Kasus positif Wakil Ketua Konferensi Permusyawaratan Rakyat menyalip Tiongkok: Menunjukkan ketidakmampuan untuk melawan pandemi Covid-19

Home / MPR RI / Kasus positif Wakil Ketua Konferensi Permusyawaratan Rakyat menyalip Tiongkok: Menunjukkan ketidakmampuan untuk melawan pandemi Covid-19

TRIBUNNEWS.COM-Sabtu (18/7/2020) dipastikan kasus Covid-19 positif di Indonesia lebih dari 84.882 orang. Jumlah konfirmasi yang dikonfirmasi oleh kelompok kerja percepatan penanganan Covid-19 melebihi jumlah kasus positif di China yang merupakan negara pertama yang menjadi pusat Covid-19.

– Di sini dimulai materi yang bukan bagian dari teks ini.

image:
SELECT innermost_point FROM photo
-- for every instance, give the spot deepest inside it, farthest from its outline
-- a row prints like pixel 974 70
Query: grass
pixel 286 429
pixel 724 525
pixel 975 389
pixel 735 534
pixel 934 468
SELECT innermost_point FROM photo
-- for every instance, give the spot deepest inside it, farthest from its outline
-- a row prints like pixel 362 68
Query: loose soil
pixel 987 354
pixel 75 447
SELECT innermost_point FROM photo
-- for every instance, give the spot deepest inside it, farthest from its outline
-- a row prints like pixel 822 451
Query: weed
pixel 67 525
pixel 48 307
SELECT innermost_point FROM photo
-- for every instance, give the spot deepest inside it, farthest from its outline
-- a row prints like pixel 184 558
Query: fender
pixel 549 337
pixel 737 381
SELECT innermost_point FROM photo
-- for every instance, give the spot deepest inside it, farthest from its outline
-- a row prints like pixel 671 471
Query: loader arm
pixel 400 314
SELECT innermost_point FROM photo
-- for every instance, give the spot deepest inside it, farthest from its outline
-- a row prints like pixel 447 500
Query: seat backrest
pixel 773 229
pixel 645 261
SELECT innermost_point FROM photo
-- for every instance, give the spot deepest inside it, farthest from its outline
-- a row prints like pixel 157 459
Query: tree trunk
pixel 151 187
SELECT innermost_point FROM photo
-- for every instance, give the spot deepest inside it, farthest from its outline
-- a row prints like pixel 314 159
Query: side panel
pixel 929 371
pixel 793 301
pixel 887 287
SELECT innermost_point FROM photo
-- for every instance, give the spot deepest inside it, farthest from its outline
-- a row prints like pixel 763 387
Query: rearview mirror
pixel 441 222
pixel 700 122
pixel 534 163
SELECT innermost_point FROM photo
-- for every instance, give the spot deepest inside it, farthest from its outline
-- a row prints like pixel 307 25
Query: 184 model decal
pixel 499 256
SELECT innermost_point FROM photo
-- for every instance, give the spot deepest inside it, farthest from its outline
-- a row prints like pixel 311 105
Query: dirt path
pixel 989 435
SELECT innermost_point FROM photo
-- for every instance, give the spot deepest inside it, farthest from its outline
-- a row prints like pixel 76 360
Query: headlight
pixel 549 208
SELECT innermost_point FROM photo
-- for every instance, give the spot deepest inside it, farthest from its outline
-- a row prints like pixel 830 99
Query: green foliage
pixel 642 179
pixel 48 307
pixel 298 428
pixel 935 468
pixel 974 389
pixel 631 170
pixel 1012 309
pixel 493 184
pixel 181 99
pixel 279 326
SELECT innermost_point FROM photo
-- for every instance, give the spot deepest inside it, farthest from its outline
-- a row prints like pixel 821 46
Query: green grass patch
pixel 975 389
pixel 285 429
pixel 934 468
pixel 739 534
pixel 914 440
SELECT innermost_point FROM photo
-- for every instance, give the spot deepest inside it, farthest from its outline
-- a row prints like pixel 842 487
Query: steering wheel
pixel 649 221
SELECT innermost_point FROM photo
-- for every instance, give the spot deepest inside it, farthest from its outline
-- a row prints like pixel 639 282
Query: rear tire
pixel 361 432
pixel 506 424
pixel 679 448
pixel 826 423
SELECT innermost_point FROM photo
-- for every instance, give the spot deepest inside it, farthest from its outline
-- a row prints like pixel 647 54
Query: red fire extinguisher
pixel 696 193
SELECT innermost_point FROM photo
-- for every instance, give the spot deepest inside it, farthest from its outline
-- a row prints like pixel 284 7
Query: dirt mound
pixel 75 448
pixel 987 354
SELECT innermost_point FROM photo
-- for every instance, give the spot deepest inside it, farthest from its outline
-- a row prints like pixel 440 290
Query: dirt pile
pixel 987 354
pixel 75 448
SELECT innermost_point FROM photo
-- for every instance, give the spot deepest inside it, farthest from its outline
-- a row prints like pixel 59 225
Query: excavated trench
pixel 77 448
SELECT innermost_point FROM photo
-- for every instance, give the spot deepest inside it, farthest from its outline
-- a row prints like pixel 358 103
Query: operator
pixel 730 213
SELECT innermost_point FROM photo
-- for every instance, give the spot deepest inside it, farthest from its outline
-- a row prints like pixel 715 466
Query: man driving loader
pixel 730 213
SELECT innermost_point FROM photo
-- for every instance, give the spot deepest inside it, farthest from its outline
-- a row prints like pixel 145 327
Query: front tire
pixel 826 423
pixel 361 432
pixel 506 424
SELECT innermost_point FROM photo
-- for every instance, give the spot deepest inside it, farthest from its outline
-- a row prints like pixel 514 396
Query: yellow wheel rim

Menurut data Worldometer, Covid-19 China hanya 83.644. Sedangkan di Indonesia ada 84.882 kasus. Dengan demikian terdapat 1.238 kasus perbedaan antara Indonesia dan China. 20 kasus. — Syarief Hasan, Wakil Ketua Konferensi Permusyawaratan Rakyat Indonesia, sebuah partai demokrasi di Indonesia, mempertanyakan langkah-langkah yang diambil dan kemampuan pemerintah menyikapi pandemi Covid-19. Menurutnya, jumlah kasus yang tidak berkurang sama sekali, menegaskan ketidakmampuan pemerintah untuk menyelesaikan pandemi Covid-19. “Selain itu, Majelis Nasional Indonesia telah menyetujui PERPPU 1/2020 dan APBN-P 2020 yang memuat perubahan anggaran yang sangat penting dalam menyikapi pandemi,” kata Syarief Hasan.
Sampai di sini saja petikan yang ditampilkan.